The EAD released two sets of debt data. In the first six months of the current fiscal year, foreign debt inflows totaled $3.6 billion, marking a dramatic 66% decrease from $5.968 billion during the same period last year. For the first time, the data wasn’t posted last month as it usually is in the third week of the following month.
The second set of data revealed that total inflows for July-January were $4.585 billion, a 38% drop compared to $6.31 billion in the same period last year. The decline is largely attributed to delays in securing an International Monetary Fund (IMF) bailout and the subsequent $1 billion disbursements.
In its monthly Foreign Economic Assistance (FEA) report, the EAD revealed that, against an annual target of $19.4 billion, total inflows from July to January amounted to $4.58 billion, compared to $6.31 billion in the same period last year. This figure does not include about $1 billion disbursed by the IMF at the end of September 2024, which the State Bank of Pakistan accounts for separately, pushing the total inflows to $5.58 billion.

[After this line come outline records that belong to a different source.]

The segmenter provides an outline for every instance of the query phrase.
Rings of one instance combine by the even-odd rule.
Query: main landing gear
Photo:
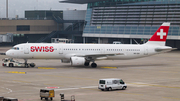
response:
[[[89,66],[89,62],[85,62],[85,63],[84,63],[84,66]],[[93,62],[93,63],[91,64],[91,67],[96,68],[96,67],[97,67],[97,64]]]
[[[25,67],[28,68],[28,63],[27,63],[27,59],[24,59],[24,64],[25,64]]]
[[[26,68],[28,68],[29,66],[30,67],[35,67],[35,63],[27,63],[27,59],[24,59],[24,66],[26,67]]]
[[[93,62],[93,63],[91,64],[91,67],[96,68],[96,67],[97,67],[97,64]]]

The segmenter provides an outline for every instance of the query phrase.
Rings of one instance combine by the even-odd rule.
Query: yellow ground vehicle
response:
[[[40,89],[40,97],[41,100],[43,98],[45,98],[45,100],[48,100],[48,98],[53,100],[53,97],[55,97],[54,89]]]

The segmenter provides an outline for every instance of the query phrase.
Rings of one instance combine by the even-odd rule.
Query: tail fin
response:
[[[165,46],[170,23],[164,22],[146,44]]]

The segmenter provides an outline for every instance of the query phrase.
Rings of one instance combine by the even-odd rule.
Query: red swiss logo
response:
[[[161,26],[151,37],[149,41],[166,41],[169,26]]]

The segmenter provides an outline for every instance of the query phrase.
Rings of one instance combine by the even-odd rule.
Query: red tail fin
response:
[[[147,44],[159,44],[159,45],[165,45],[168,31],[169,31],[170,23],[164,22],[159,29],[154,33],[154,35],[149,39]]]

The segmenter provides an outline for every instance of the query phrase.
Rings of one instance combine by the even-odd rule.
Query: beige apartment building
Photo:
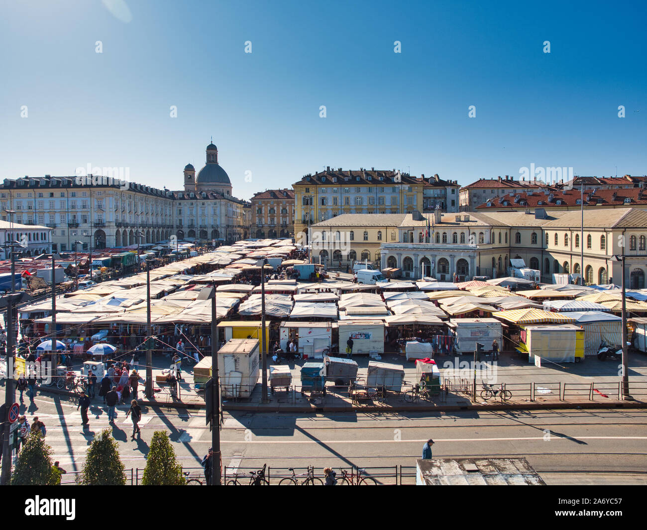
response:
[[[266,190],[254,193],[251,205],[251,237],[291,237],[294,232],[294,192]]]

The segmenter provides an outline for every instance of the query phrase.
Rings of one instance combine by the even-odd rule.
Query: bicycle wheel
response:
[[[404,401],[408,403],[413,403],[415,401],[415,392],[408,390],[404,393]]]

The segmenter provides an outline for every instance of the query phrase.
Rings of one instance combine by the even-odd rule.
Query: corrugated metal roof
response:
[[[425,485],[545,485],[525,458],[417,460]]]

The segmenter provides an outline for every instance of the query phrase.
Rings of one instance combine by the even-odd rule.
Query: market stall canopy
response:
[[[265,296],[265,315],[274,317],[285,317],[290,315],[294,302],[292,297],[285,294]],[[263,314],[263,300],[260,294],[252,294],[238,308],[238,314],[252,315]]]
[[[295,294],[294,302],[336,302],[339,296],[333,293],[305,293]]]
[[[291,318],[318,317],[321,318],[337,318],[337,306],[334,304],[316,304],[300,302],[294,304]]]
[[[589,302],[582,299],[575,300],[546,300],[543,302],[545,309],[550,311],[551,309],[556,311],[608,311],[608,307],[606,307],[601,304],[595,302]]]
[[[384,321],[388,326],[444,326],[437,316],[422,315],[394,315],[387,316]]]
[[[573,324],[575,319],[562,313],[546,311],[543,309],[510,309],[492,313],[492,316],[517,324],[527,326],[534,324]]]
[[[451,282],[417,282],[421,291],[453,291],[459,289],[455,283]]]
[[[488,280],[486,283],[491,285],[501,285],[504,287],[516,289],[520,285],[530,285],[535,282],[531,280],[526,280],[523,278],[505,276],[504,278],[495,278],[492,280]]]

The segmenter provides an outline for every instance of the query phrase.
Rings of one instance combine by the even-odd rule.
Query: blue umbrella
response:
[[[99,344],[94,344],[94,346],[87,351],[87,353],[93,355],[109,355],[115,349],[116,349],[116,347],[113,346],[112,344],[107,344],[105,342],[102,342]]]
[[[64,350],[66,346],[60,340],[56,341],[56,349],[57,350]],[[52,351],[52,341],[51,340],[43,340],[38,346],[36,346],[36,351]]]

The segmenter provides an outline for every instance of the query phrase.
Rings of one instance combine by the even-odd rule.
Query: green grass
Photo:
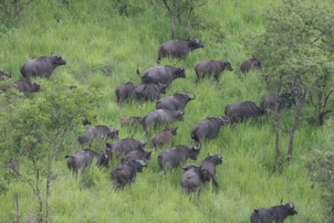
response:
[[[115,89],[129,81],[139,85],[136,69],[143,72],[157,66],[157,47],[170,36],[162,3],[159,3],[160,7],[146,3],[145,13],[125,17],[116,13],[108,1],[66,1],[61,6],[60,1],[42,0],[22,12],[17,26],[1,37],[0,70],[10,71],[14,79],[22,79],[19,67],[25,61],[54,52],[61,54],[67,63],[54,71],[51,83],[66,79],[69,86],[95,89],[100,95],[93,125],[120,128],[121,118],[143,116],[155,109],[150,102],[132,105],[128,101],[118,106]],[[245,100],[259,105],[267,95],[260,73],[251,72],[239,79],[239,67],[251,56],[247,36],[264,31],[262,13],[271,3],[280,1],[219,2],[209,1],[199,9],[201,29],[191,33],[191,37],[201,39],[205,47],[193,51],[185,61],[161,61],[184,67],[187,75],[186,79],[175,80],[166,95],[176,91],[196,95],[186,107],[184,121],[172,124],[178,127],[175,145],[193,144],[190,132],[195,123],[209,114],[223,115],[226,105]],[[196,85],[193,66],[209,59],[228,60],[234,70],[223,72],[218,84],[207,78]],[[312,108],[305,111],[312,116]],[[282,119],[280,144],[284,154],[293,118],[293,112],[287,112]],[[69,133],[64,139],[66,149],[59,153],[54,165],[59,176],[51,184],[51,222],[249,222],[253,209],[278,205],[281,199],[283,203],[292,201],[299,213],[286,222],[326,222],[324,192],[317,186],[311,187],[303,157],[310,155],[313,148],[330,150],[331,132],[301,121],[295,134],[292,162],[280,174],[273,172],[276,152],[271,124],[271,118],[262,117],[257,122],[222,127],[218,138],[203,144],[199,160],[208,153],[219,153],[223,162],[216,167],[218,192],[214,192],[211,185],[202,185],[198,198],[182,194],[182,169],[160,171],[157,156],[162,149],[152,151],[148,167],[123,191],[115,192],[111,180],[111,168],[119,160],[113,160],[108,169],[92,166],[76,179],[63,157],[82,147],[77,141],[77,135]],[[154,133],[151,131],[146,138],[141,126],[122,128],[120,138],[134,135],[149,141]],[[101,143],[93,148],[100,151],[103,147]],[[28,174],[24,163],[20,169],[22,174]],[[45,188],[42,190],[44,199]],[[22,217],[26,220],[37,212],[38,199],[31,188],[24,182],[13,181],[8,193],[0,195],[0,222],[15,221],[17,192]]]

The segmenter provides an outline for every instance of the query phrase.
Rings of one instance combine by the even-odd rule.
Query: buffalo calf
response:
[[[196,72],[197,82],[205,76],[214,75],[216,81],[219,82],[219,75],[225,70],[232,71],[231,63],[228,61],[209,61],[198,63],[193,68]]]
[[[154,134],[151,138],[151,148],[161,148],[176,135],[177,128],[171,127],[160,132]]]
[[[97,160],[97,164],[98,166],[108,167],[109,164],[108,155],[104,152],[97,153],[89,148],[86,148],[71,155],[66,155],[65,157],[68,158],[68,169],[74,173],[77,173],[79,170],[84,169],[89,166],[94,158]]]
[[[51,57],[41,56],[26,61],[21,66],[21,74],[30,82],[33,77],[41,77],[50,79],[52,71],[58,66],[65,65],[60,54],[54,56],[51,53]]]
[[[298,214],[294,210],[294,205],[292,202],[285,204],[282,203],[278,206],[273,206],[269,208],[255,209],[250,215],[250,222],[252,223],[283,223],[284,220],[289,215]]]
[[[184,169],[184,172],[181,176],[181,186],[184,194],[199,191],[200,187],[200,166],[196,166],[193,164],[190,164],[186,167],[182,167]]]
[[[164,43],[159,47],[157,63],[159,63],[163,57],[185,59],[190,52],[202,47],[204,44],[198,39],[173,40]]]

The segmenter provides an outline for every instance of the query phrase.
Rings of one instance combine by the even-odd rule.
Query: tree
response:
[[[39,222],[49,222],[50,187],[58,176],[53,162],[69,140],[66,136],[81,130],[81,121],[93,116],[97,94],[80,86],[70,89],[62,79],[40,82],[42,92],[30,98],[15,89],[0,94],[0,135],[6,136],[0,148],[3,161],[15,158],[26,166],[28,171],[18,174],[38,198]],[[27,148],[26,155],[21,155]]]
[[[333,8],[331,1],[283,0],[281,4],[264,13],[266,32],[254,40],[255,54],[262,61],[262,75],[269,93],[288,91],[296,100],[295,119],[289,132],[288,162],[292,157],[294,132],[303,117],[310,92],[313,89],[333,89],[330,86],[334,73],[334,48],[330,41],[334,24]],[[330,92],[321,95],[324,97],[318,97],[320,102],[315,105],[323,106],[328,102],[326,98],[331,95]],[[323,112],[322,109],[320,110]],[[276,125],[279,119],[275,119]],[[276,137],[279,155],[281,153],[277,131]]]
[[[162,0],[170,20],[171,37],[175,36],[176,25],[186,27],[187,33],[194,11],[207,3],[206,0]]]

Looking back, last year’s IMF arrangements included a 9-month, $3 billion Standby Arrangement, which helped Pakistan secure $2.9 billion in July 2023 alone. In contrast, July 2024 saw a meager $436 million in inflows. However, January 2024 showed improvement, with monthly inflows reaching $830 million compared to $332 million in January 2023.
Out of the total $4.585 billion received in the first seven months, $2.54 billion was directed towards budgetary support or program loans, while $2.045 billion was allocated for project financing. This was in contrast to the previous year when more than $4.5 billion was secured for project aid and over $1.8 billion for program loans.
Bilateral disbursements fell to $329 million, compared to $794 million in the same period last year. Multilateral inflows totaled $2.322 billion, showing a slight decline from $2.4 billion in the previous year. Commercial lenders also offered $500 million, marking a minor recovery after they largely stayed away from financing Pakistan last year.
The government had anticipated $3.8 billion in financing from foreign commercial banks for the current year, but this target is off to a slow start, primarily due to the delayed IMF agreement. The government had also hoped for $1 billion through international bonds, but this has yet to materialize.
A critical projection for the current fiscal year is $9 billion in inflows from bilateral partners like China and Saudi Arabia, including a $5 billion time deposit from Saudi Arabia and a $4 billion China SAFE deposit. While these funds have not yet been realized, they are expected in the second half of the year, playing a crucial role in bridging the external financing gap under the IMF program.
Additionally, Pakistan saw $1.127 billion in inflows through Naya Pakistan Certificates from overseas Pakistanis, a significant increase from $590 million last year.
The Asian Development Bank (ADB) led the multilaterals with a $1.49 billion disbursement, surpassing the World Bank, which provided $1.058 billion. In contrast, the ADB had disbursed only $620 million during the same period last year, highlighting a shift in multilateral support for Pakistan.
Despite these challenges, the country remains hopeful that the second half of FY25 will see improvements, especially with critical inflows expected from key partners.